191 Fälle von Korruption seit mindestens dem Jahr 2000
Seit mindestens dem Jahr 2000 seien 191 Korruptionsfälle im Türkeigeschäft von Schaeffler registriert und 873 000 Euro Schmiergeld aus einer „Schwarzgeldkasse“ gezahlt worden, zitierte Bechtold aus den Akten weiter. Der lange Zeitraum deute auf „erhebliche Kontrolldefizite hin, die durch die Mitarbeiter als Duldung verstanden werden konnten und verstanden wurden“.
Auch mündliche Information hätte zu Gegenmaßnahmen führen müssen
Die Schaeffler-Anwälte hatten argumentiert, der heutige Vorstandschef Rosenfeld sei im Oktober 2011 eher beiläufig mündlich vom Compliance-Beauftragten über die Unregelmäßigkeiten bei der Auftragsakquise in der Türkei informiert worden, jedenfalls nicht schriftlich. Das Gericht ließ das nicht als Entschuldigung dafür gelten, dass er der Schmiergeldsache nicht umgehend weiter auf den Grund ging.
Diese auch mündlich erteilte Informations sei jedenfalls als „verjährungsauslösend“ anzusehen, womit die etwaige Ansprüche des Unternehmens gegen die Ex-Beschäftigten in einer erst im Januar dieses Jahres am Arbeitsgericht zugestellten Klage verjährt und verwirkt seien.
Streitwert: 62,5 Millionen Euro
Den Streitwert bezifferte Richter Bechthold auf jene 62,5 Millionen Euro, die bei der Verhandlung am Dienstag erstmals als mögliche Schadenshöhe genannt wurden. Die Zahl stammt vom Compliance-Beauftragten der Schaeffler AG. Im „Arrestverfahren“ im Februar waren noch 12,7 Millionen die Obergrenze. Nach dem Streitwert von 62,5 Millionen Euro richten sich die Anwaltsgebühren, die jeder – Kläger wie Beklagte – selbst zu tragen haben. Für einige der beklagten Ex-Mitarbeiter, die keine Spitzenverdiener gewesen seien, wären laut einem der Anwälte die Kosten existenzbedrohend oder könnten in voller Höhe schlicht nicht aufgebracht werden.

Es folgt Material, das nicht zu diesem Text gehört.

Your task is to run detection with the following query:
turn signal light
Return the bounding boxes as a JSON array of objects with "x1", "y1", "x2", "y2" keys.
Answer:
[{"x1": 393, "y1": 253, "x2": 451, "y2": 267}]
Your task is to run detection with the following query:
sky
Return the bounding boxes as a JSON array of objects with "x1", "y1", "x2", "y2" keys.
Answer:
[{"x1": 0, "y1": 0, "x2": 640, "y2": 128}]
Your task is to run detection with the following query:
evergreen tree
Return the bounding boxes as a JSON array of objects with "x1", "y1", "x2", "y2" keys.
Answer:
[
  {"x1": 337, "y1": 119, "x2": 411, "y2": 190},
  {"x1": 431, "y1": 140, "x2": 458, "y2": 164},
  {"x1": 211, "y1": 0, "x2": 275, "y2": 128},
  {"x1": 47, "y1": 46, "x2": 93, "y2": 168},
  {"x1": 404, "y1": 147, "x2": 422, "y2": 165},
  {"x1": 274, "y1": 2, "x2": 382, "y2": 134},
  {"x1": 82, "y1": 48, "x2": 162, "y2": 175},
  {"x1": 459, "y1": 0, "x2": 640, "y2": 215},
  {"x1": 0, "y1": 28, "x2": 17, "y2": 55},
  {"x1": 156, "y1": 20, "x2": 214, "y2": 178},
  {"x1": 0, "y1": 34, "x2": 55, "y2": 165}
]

Berufung gegen das Urteil ist möglich
Die Schaeffler AG teilt mit, sie habe die Gerichtsentscheidung zur Kenntnis genommen und werde nach Vorliegen der schriftlichen Urteilsbegründung entscheiden, wie sie weiter vorgeht. Gegen das Urteil ist Berufung zum Landesarbeitsgericht Nürnberg möglich.